Collaboration was a challenge that cybercriminals had long ago solved through the creation of communities of interest, often in hidden corners of the Darknet. Yet better-exposed corporations were still far less mature in their collaboration and sharing around security, IBM Security Services ANZ business unit executive John Vine Hall told CSO Australia.

“We know cybercriminals have their own methods of communicating and sharing ideas, content and capabilities,” he explained. “At the moment [businesses] don't collaborate and don't share information – and that's the fundamental advantage that the bad guys have. They're using every tool at their disposal to make sure they're doing bad things, and we're trying to put business on the same footing.”

The IBM announcement saw its Qradar security-analytics platform opened to third parties, with a range of app-development capabilities and a Security App Exchange that allows customers to both build and share new applications leveraging the company's extensive threat-analytics information.

While expanding the integration frameworks for QRadar allows third-party security providers to better integrate with the environment, wrapping these extensions into an accessible environment.
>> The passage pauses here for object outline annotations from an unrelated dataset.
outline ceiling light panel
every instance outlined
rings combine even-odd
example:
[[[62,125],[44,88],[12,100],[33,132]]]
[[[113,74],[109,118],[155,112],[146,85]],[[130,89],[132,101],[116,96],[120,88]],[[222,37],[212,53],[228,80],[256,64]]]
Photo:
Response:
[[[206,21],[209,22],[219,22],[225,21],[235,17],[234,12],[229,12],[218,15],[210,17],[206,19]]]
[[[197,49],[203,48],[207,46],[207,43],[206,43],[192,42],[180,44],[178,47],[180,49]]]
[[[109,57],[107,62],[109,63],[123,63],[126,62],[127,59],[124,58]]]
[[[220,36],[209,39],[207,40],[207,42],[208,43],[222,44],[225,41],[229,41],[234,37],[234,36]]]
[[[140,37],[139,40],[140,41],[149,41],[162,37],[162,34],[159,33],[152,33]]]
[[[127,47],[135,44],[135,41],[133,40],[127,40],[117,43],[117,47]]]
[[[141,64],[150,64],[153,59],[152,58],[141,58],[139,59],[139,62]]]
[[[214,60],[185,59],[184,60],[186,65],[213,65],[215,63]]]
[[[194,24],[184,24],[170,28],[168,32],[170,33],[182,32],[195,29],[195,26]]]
Paired with an intuitive rules and app-development environment that Vine Hall said means there are “no skills required to go through the process of consuming information”, the platform is intended to provide a centre of gravity for collaboration around cybersecurity.
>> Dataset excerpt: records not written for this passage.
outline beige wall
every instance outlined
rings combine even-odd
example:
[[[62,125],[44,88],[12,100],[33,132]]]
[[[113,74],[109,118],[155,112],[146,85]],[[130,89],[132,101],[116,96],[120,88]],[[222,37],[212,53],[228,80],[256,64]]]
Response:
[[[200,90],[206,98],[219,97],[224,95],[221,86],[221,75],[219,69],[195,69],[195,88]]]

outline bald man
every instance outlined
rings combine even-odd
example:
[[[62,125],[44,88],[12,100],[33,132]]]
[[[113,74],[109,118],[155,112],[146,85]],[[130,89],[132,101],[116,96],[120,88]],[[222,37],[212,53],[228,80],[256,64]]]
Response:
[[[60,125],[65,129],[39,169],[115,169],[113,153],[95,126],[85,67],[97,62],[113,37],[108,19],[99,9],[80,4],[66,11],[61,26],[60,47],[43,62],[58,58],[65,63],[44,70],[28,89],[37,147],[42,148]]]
This approach will address what he says is the biggest issue within security environments which “is usually not a lack of data”. Collaboration would provide a forest-for-the-trees view that is often lacking in siloed IT-security environments.

“The issue is making sure you have context around what's going on,” he explained. “The reality is that most Australian businesses could invest 100-fold on what they are doing today, but given their limited view into what's going on in the cybersecurity world, they could never respond to it. It's way too dynamic for any one organisation to keep up with.”
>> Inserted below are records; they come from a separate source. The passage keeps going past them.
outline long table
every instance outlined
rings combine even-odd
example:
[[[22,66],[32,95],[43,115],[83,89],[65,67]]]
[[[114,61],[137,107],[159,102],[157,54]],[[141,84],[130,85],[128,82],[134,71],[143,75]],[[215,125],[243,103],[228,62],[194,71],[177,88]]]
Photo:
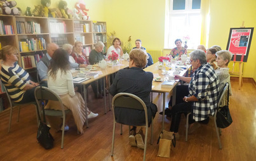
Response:
[[[153,65],[145,68],[144,69],[146,72],[151,72],[153,73],[153,74],[158,74],[161,79],[164,79],[165,75],[162,74],[163,71],[161,70],[159,70],[158,65],[159,65],[159,62],[154,63]],[[186,70],[183,70],[180,72],[180,75],[184,75],[185,74],[187,73],[188,69],[191,67],[191,65],[187,66],[187,68]],[[171,72],[171,71],[170,71]],[[163,82],[156,82],[153,80],[152,86],[152,92],[155,93],[163,93],[163,125],[162,125],[162,131],[165,127],[165,97],[166,93],[173,93],[172,96],[172,103],[173,105],[175,104],[176,100],[176,86],[179,84],[179,81],[175,81],[174,84],[168,88],[162,87]]]
[[[114,74],[116,72],[117,72],[118,70],[119,70],[120,69],[123,69],[123,68],[125,68],[126,67],[129,67],[129,61],[125,61],[125,60],[119,60],[119,64],[117,65],[113,65],[112,67],[108,67],[107,66],[106,68],[105,69],[102,69],[100,68],[100,67],[97,67],[98,70],[97,71],[101,71],[102,72],[102,74],[99,74],[98,77],[96,77],[96,78],[93,78],[93,79],[90,79],[89,80],[87,80],[86,81],[84,81],[83,82],[81,83],[76,83],[77,84],[79,84],[79,85],[82,85],[83,86],[83,93],[84,93],[84,105],[85,105],[85,110],[86,112],[87,112],[87,100],[86,100],[86,85],[89,84],[94,81],[97,81],[100,79],[103,78],[104,80],[104,112],[105,113],[107,113],[107,101],[106,101],[106,94],[105,94],[105,78],[106,77],[109,77],[109,75]],[[111,96],[109,94],[109,106],[111,108]],[[111,108],[110,108],[111,109]],[[88,124],[88,113],[87,112],[86,112],[86,127],[88,127],[89,126],[89,124]]]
Trading insights and new applications would “essentially give those customers, and anybody that wants to consume that information, a global capability that they couldn't otherwise get.”

The role of sharing and collaboration remains a tricky one within businesses, where IT security has traditionally been an internal affair and even mooted breach-notification legislation remains a contentious issue. Yet better threat intelligence is rapidly emerging as a great leveller, with even security body SANS Institute recently coming out to highlight the importance of better network threat detection in overall cybersecurity defences.

Read more: Territoriality, denial confounding chances at IT-security improvement, risk expert warns

A new white paper, on the role of data analytics within the context of threat-detection, highlighted the importance of better threat detection in meeting the goals embodied within the Critical Security Controls (CSCs) set down by the SANS Institute and Center for Internet Security (CIS).

“The Critical Security Controls enable organizations to ensure they implement essential hygiene to manage risks,” Center for Internet Security CSO Jane Lute said in a statement, noting that an automated threat-analytics tool “has the ability to sit within the network and look for anomalous behavior – not just dependent on what it’s seen before but looking at how the network is operating, recognize it in real time, and allow mitigation to proceed in real time.”

When these capabilities are combined with the type of collaboration IBM is espousing, Vine Hall believes, the combination will empower companies to improve their cybersecurity response in new and far more effective ways than they've been able to do in the past. This is particularly salient given the federal government's investment this week in a range of cybersecurity-related innovation areas, including a $30m commitment to fund the establishment of a Cyber Security Growth Centre.

This culture of innovation will thrive in the context of tools facilitating better collaboration and innovation, according to Vine Hall.

“The intent is to both encourage development of Australian content and to make sure that we're collaborating,” he said, “but also that collaboration between security researchers and businesses is recognised by government as a key to our success in terms of combating cybercrime. That's the next frontier in terms of how we're going to be successful in combatting cybercrime.”